U.S. laws require the suspension of arms sales to countries that use them in such illegal ways, but the U.S. State Department has an appalling record on enforcing these laws. Under the influence of Acting Assistant Secretary of State Charles Faulkner, a former lobbyist for Raytheon, Secretary Pompeo falsely certified to Congress that Saudi Arabia and the UAE are complying with U.S. law in their use of American weapons.

The U.S. sells weapons to Saudi Arabia and other allies to project U.S. military power by proxy without the U.S. military casualties, domestic political backlash, and international resistance that result from direct uses of U.S. military force, while U.S. military-industrial interests are well-served by ever-growing arms sales to allied governments.

These policies are driven by the very combination of military-industrial interests that Eisenhower warned Americans against, now represented by Secretary Pompeo, Acting Assistant Secretary Faulkner, and a cabal of hawkish Democrats who consistently vote with Republicans on war and peace issues. They ensure that the “war party” always wins its battles in Congress no matter how catastrophically its policies fail in the real world.

Republicans derided President Obama’s doctrine of covert and proxy war as “leading from behind.” But the Trump administration has doubled down on Obama’s failed strategy, surrendering even more power over U.S. policy to foreign clients like Saudi Arabia, Israel, and Egypt, and to the “unwarranted influence” of the U.S. military-industrial complex.

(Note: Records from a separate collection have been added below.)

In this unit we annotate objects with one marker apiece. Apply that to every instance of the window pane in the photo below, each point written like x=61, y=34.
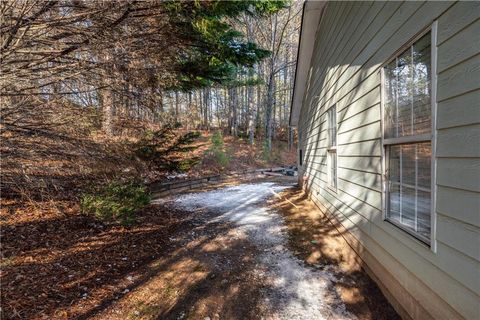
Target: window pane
x=332, y=169
x=394, y=202
x=404, y=121
x=423, y=213
x=394, y=164
x=391, y=99
x=421, y=78
x=408, y=207
x=424, y=160
x=409, y=183
x=407, y=88
x=408, y=164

Lockheed Martin is earning $29.1 billion in sales from the $110 billion Saudi arms package announced in May 2017, a deal struck as the war on Yemen was already killing thousands of civilians. Yet no conflict of interest is too glaring for Lockheed executives like Ronald Perrilloux Jr., who has taken part in public events to promote the war and defend Saudi Arabia and its allies, arguing that the U.S. should “help them finish the job” in Yemen.